Conseil d'Etat, 6 / 2 SSR, du 25 novembre 1994, 134216, mentionné aux tables du recueil Lebon

Références

Conseil d'Etat
statuant
au contentieux


N° 134216   
Mentionné dans les tables du recueil Lebon
6 / 2 SSR
M. Vught, président
M. Aberkane, rapporteur
M. du Marais, commissaire du gouvernement


lecture du vendredi 25 novembre 1994
REPUBLIQUE FRANCAISE

AU NOM DU PEUPLE FRANCAIS



Texte intégral


Vu la requête, enregistrée le 19 février 1992 au secrétariat du Contentieux du Conseil d'Etat, présentée par Mme Claire X... demeurant ... ; Mme Claire X... demande au Conseil d'Etat d'annuler le décret du 18 décembre 1991 en tant qu'il nomme des magistrats au tribunal de grande instance de Grenoble ;
Vu les autres pièces du dossier ;
Vu la loi du 30 décembre 1921 ;
Vu l'ordonnance n° 58-1270 du 22 décembre 1958 ;
Vu le décret n° 58-1277 du 21 décembre 1958 ;
Vu le code des tribunaux administratifs et des cours administratives d'appel ;
Vu l'ordonnance n° 45-1708 du 31 juillet 1945, le décret n° 53-934 du 30 septembre 1953 et la loi n° 87-1127 du 31 décembre 1987 ;
Après avoir entendu en audience publique :
- le rapport de M. Aberkane, Conseiller d'Etat,- les conclusions de M. du Marais, Commissaire du gouvernement ;

Considérant, d'une part, que le décret attaqué du 18 décembre 1991 portant nomination de magistrats n'avait pas à être motivé ;
Considérant, d'autre part, que les dispositions de l'article 61 de la loi du 2 janvier 1984, qui prescrivent la publicité des vacances, ne figurent pas au nombre des dispositions dont l'application est étendue aux magistrats par l'article 61 de l'ordonnance du 22 décembre 1958 qui fixe leur statut ; qu'aucun principe général du droit de la fonction publique n'impose que cette publicité soit étendue aux mouvements de magistrats qui sont soumis à des règles spécifiques ; que la circonstance que l'absence de publicité de la vacance du poste de substitut du procureur de la République près le tribunal de grande instance de Grenoble ait empêché la requérante de se porter candidate à ce poste n'affecte pas la légalité du décret qui procède à la nomination du magistrat appelé à occuper ledit poste ;
Considérant, enfin, que cette nomination étant intervenue sans que la requérante se soit portée candidate à ce poste, le moyen tiré par la requérante de ce qu'elle aurait bénéficié d'un droit de priorité si elle avait demandé à y être nommée par application des dispositions de la loi du 30 décembre 1921 est, en tout état de cause, inopérant ;
Considérant qu'il résulte de ce qui précède que Mme X... n'est pas fondée à demander l'annulation du décret attaqué ;
Article 1er : La requête de Mme X... est rejetée.
Article 2 : La présente décision sera notifiée à Mme Claire X..., au ministre d'Etat, garde des sceaux, ministre de la justice et au Premier ministre.



Analyse

Abstrats : 36-02-06-02 FONCTIONNAIRES ET AGENTS PUBLICS - CADRES ET EMPLOIS - ACCES AUX EMPLOIS - EMPLOIS VACANTS -Obligation de publier les vacances d'emplois - Absence - Emplois de magistrats.
37-04-02-005 JURIDICTIONS ADMINISTRATIVES ET JUDICIAIRES - MAGISTRATS ET AUXILIAIRES DE LA JUSTICE - MAGISTRATS DE L'ORDRE JUDICIAIRE - NOMINATIONS ET AFFECTATIONS -Obligation de publicité des emplois vacants - Absence.

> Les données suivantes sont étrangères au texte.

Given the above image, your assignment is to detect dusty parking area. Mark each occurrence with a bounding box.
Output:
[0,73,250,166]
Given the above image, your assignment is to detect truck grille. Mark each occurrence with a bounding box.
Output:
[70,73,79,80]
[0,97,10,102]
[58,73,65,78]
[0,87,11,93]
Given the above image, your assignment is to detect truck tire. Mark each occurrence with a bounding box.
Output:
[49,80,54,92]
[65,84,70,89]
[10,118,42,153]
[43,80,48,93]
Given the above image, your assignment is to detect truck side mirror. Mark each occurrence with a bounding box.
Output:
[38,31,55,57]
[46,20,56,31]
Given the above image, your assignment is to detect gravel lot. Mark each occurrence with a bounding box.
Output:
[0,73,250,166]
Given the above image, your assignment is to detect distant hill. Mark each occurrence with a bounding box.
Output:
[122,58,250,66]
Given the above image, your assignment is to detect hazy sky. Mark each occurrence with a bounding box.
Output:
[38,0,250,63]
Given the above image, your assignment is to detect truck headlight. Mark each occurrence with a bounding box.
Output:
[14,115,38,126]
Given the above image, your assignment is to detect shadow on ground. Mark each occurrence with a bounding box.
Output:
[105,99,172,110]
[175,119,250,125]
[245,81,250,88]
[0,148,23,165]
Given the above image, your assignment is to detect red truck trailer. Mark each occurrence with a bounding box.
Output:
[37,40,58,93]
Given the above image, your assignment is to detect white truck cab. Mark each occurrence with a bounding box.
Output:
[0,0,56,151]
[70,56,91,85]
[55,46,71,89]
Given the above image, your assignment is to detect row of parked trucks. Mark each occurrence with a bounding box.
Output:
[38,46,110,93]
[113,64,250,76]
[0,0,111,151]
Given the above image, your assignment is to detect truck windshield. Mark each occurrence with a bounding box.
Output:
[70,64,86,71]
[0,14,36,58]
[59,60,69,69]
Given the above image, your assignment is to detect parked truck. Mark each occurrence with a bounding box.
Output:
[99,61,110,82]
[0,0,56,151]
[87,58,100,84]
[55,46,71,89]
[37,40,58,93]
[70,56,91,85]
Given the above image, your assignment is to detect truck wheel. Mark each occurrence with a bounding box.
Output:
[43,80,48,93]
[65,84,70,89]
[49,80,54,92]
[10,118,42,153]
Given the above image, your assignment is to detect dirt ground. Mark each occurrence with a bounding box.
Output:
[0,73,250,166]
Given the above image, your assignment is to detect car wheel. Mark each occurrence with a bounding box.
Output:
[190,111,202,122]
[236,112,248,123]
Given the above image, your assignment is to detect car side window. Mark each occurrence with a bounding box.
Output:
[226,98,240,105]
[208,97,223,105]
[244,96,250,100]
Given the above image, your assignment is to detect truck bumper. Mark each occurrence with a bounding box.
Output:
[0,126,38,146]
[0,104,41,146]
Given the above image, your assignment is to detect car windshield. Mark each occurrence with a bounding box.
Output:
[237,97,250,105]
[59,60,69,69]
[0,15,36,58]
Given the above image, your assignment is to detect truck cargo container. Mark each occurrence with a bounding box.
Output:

Résumé : 36-02-06-02, 37-04-02-005 Les dispositions de l'article 61 de la loi du 2 janvier 1984 qui prescrivent la publicité des vacances ne figurent pas au nombre de celles dont l'application est étendue aux magistrats par l'article 61 de l'ordonnance du 22 décembre 1958 qui fixe leur statut. Aucun principe général du droit n'impose que cette publicité soit étendue aux mouvements de magistrats.